Shortest-Path Flow Matching with Mixture-Conditioned Bases for OOD Generalization to Unseen Conditions.
(A) Vanilla CFM |
(B) SP-FM |
This repository contains research code for shortest-path flow matching with descriptor-conditioned mixture bases for descriptor-controlled generation.
Instead of relying on a single Gaussian base distribution, the method learns a condition-dependent mixture base jointly with a descriptor-conditioned flow field, trained via shortest-path (optimal transport) flow matching. Conditioning the base enables the model to adapt its starting distribution across conditions, improving out-of-distribution (OOD) generalization to unseen conditions.
This repository accompanies the arXiv manuscript:
- Title: Shortest-Path Flow Matching with Mixture-Conditioned Bases for OOD Generalization to Unseen Conditions
- arXiv: 2601.11827v2 [cs.LG] (11 Feb 2026)

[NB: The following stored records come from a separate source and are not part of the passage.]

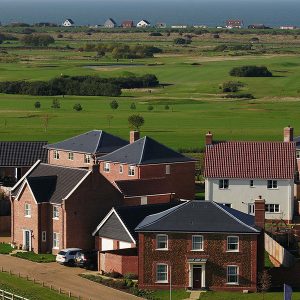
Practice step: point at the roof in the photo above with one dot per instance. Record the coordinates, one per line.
(145, 151)
(130, 216)
(262, 160)
(95, 141)
(22, 154)
(144, 187)
(199, 217)
(50, 183)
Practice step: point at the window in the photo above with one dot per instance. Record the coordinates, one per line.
(162, 273)
(27, 210)
(223, 184)
(232, 275)
(56, 154)
(55, 240)
(162, 242)
(107, 167)
(131, 170)
(272, 208)
(232, 243)
(197, 243)
(55, 212)
(168, 169)
(87, 159)
(272, 184)
(44, 236)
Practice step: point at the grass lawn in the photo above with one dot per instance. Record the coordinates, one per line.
(40, 258)
(27, 289)
(5, 248)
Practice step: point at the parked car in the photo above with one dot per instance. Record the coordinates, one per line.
(87, 259)
(67, 256)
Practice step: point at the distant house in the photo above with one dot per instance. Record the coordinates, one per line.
(68, 23)
(110, 23)
(127, 24)
(143, 23)
(230, 24)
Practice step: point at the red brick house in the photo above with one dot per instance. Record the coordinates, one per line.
(201, 245)
(55, 207)
(159, 167)
(82, 151)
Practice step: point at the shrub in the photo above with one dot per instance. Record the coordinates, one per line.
(251, 71)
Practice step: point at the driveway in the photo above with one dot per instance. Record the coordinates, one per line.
(62, 277)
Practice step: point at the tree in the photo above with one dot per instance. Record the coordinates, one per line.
(77, 107)
(132, 106)
(136, 121)
(114, 104)
(37, 104)
(55, 103)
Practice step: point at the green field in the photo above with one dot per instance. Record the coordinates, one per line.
(192, 79)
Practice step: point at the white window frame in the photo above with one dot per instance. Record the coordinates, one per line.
(201, 243)
(56, 236)
(106, 167)
(238, 243)
(157, 242)
(166, 273)
(55, 212)
(272, 211)
(236, 274)
(56, 154)
(222, 185)
(272, 184)
(27, 210)
(44, 236)
(131, 170)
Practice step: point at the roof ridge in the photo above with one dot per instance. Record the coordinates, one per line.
(232, 216)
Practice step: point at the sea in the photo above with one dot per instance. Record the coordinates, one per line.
(273, 13)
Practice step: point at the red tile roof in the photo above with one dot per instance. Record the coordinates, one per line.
(266, 160)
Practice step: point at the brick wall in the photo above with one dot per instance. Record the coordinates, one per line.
(218, 259)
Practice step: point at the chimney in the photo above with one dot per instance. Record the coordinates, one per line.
(260, 209)
(134, 136)
(208, 139)
(288, 134)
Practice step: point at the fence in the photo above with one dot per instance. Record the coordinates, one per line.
(279, 253)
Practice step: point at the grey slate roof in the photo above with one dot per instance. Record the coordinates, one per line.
(145, 151)
(50, 183)
(92, 142)
(22, 154)
(199, 216)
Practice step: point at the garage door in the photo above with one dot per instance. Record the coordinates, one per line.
(107, 244)
(124, 245)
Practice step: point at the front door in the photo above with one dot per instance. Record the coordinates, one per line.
(197, 277)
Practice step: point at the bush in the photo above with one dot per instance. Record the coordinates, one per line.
(250, 71)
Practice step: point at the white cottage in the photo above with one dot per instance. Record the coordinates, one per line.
(236, 172)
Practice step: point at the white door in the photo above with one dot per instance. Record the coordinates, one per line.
(107, 244)
(124, 245)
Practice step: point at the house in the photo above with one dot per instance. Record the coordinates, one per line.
(230, 24)
(16, 158)
(201, 245)
(116, 239)
(146, 159)
(68, 23)
(235, 172)
(82, 150)
(55, 207)
(110, 23)
(143, 23)
(128, 24)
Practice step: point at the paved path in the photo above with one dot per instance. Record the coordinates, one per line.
(62, 277)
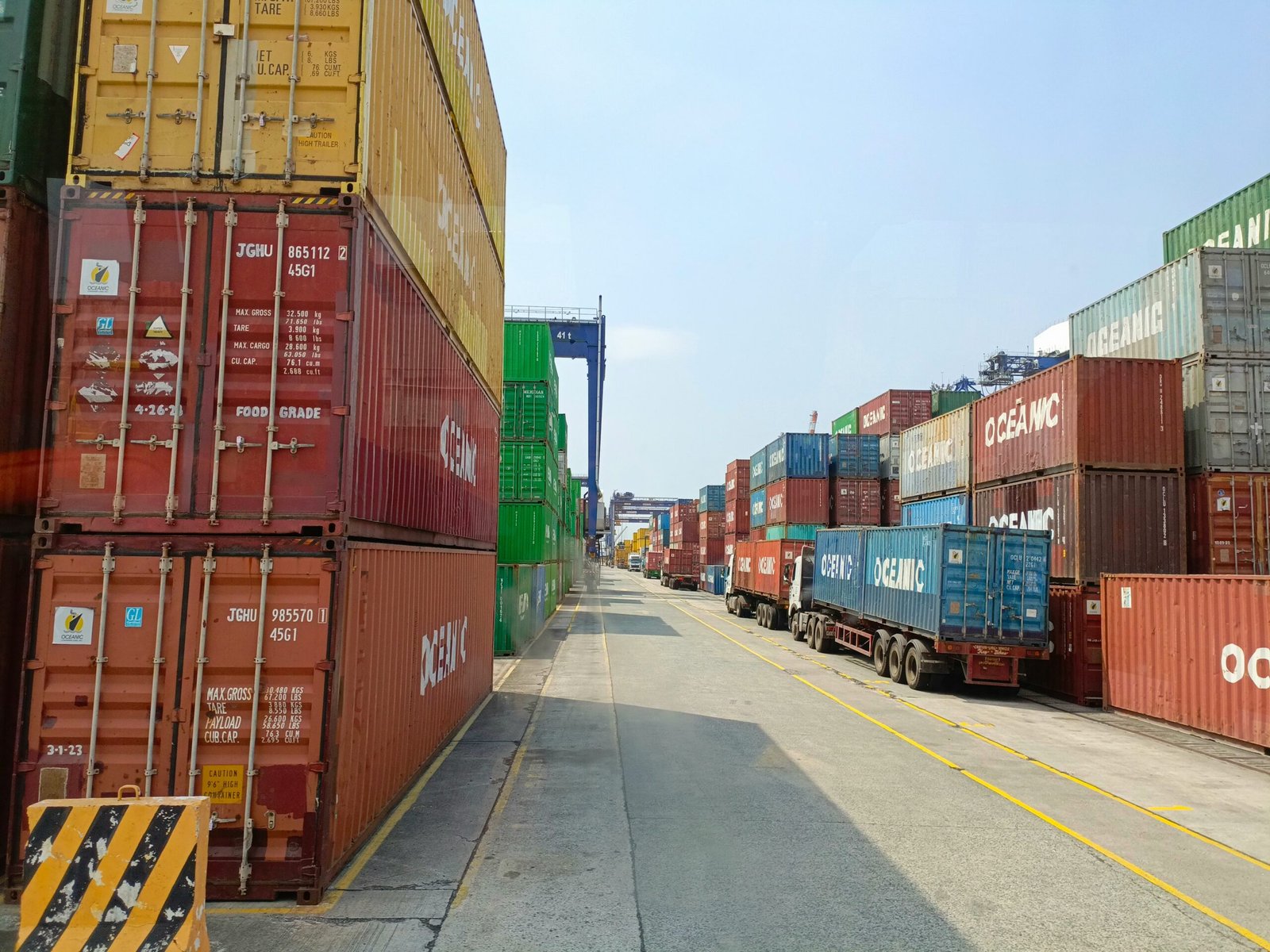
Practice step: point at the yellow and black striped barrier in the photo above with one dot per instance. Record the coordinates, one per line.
(121, 875)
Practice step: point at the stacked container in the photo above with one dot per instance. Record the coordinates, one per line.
(1210, 309)
(273, 420)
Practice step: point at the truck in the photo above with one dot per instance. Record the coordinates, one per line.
(925, 602)
(679, 568)
(759, 581)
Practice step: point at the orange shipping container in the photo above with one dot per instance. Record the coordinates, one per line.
(1191, 651)
(302, 685)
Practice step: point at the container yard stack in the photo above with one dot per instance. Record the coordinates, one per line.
(1206, 308)
(273, 420)
(797, 495)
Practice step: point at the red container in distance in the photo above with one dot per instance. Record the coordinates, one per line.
(736, 484)
(25, 348)
(364, 662)
(1191, 651)
(1099, 413)
(381, 428)
(1100, 520)
(856, 501)
(895, 410)
(1075, 668)
(798, 501)
(1229, 524)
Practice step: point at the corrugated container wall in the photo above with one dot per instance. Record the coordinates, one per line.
(378, 654)
(895, 410)
(37, 48)
(1106, 414)
(1191, 651)
(935, 456)
(1212, 302)
(1100, 520)
(378, 416)
(364, 113)
(1238, 221)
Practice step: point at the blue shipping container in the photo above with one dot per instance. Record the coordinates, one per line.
(854, 456)
(956, 583)
(759, 509)
(711, 499)
(954, 509)
(759, 469)
(797, 456)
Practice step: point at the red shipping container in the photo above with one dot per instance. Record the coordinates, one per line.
(856, 501)
(1075, 668)
(798, 501)
(25, 346)
(1191, 651)
(1102, 413)
(381, 428)
(710, 526)
(371, 657)
(1229, 520)
(736, 484)
(1100, 520)
(895, 410)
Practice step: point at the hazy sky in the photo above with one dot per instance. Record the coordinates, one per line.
(791, 207)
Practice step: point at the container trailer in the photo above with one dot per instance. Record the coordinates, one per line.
(926, 601)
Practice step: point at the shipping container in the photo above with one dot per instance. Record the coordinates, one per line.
(798, 501)
(854, 456)
(1229, 524)
(895, 410)
(920, 578)
(711, 499)
(737, 480)
(1099, 520)
(317, 390)
(1208, 302)
(856, 501)
(848, 423)
(952, 509)
(25, 241)
(1238, 221)
(935, 456)
(1105, 414)
(37, 44)
(1075, 668)
(1227, 410)
(1191, 651)
(798, 456)
(304, 685)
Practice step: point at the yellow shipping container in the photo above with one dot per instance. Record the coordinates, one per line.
(295, 97)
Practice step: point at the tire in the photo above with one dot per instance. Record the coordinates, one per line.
(914, 674)
(895, 658)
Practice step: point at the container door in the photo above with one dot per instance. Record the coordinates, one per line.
(264, 651)
(106, 662)
(277, 374)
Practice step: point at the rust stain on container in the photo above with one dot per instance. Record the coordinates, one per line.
(1191, 651)
(371, 657)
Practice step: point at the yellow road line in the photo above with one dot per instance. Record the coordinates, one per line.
(1080, 838)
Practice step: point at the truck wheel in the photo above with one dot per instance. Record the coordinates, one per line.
(914, 674)
(895, 658)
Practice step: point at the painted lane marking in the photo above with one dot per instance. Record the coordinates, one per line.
(987, 785)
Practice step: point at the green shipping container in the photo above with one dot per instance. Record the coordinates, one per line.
(944, 401)
(529, 355)
(527, 533)
(37, 50)
(848, 423)
(1238, 221)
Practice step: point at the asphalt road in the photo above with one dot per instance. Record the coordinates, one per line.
(656, 774)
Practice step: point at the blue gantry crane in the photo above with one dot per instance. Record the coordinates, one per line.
(578, 333)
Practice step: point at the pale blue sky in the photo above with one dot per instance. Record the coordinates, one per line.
(791, 207)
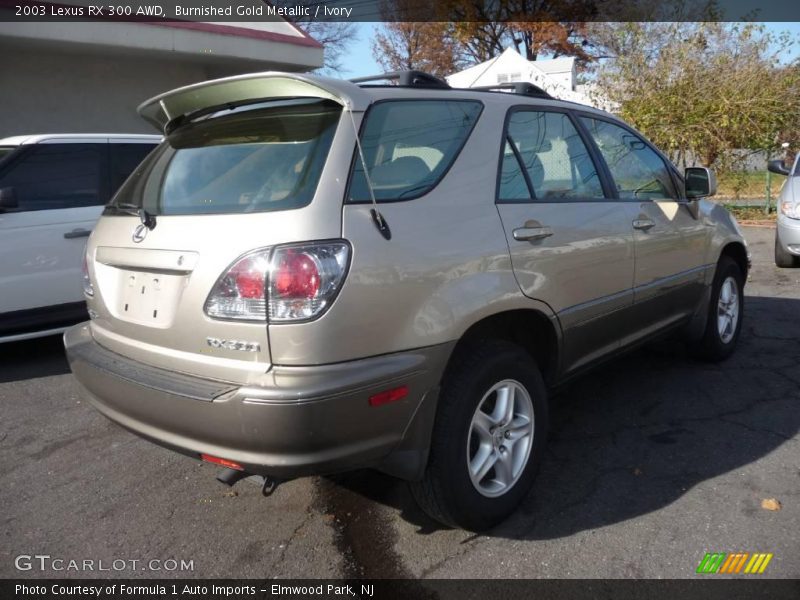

- Paper link: https://arxiv.org/html/2601.11827v2
We construct a synthetic benchmark of letter populations, where each condition corresponds to a letter and a specific rotation. Each descriptor encodes the letter identity and rotation, and the model learns a mixture base distribution per condition. This setup allows us to test extrapolation to unseen letters and rotation angles.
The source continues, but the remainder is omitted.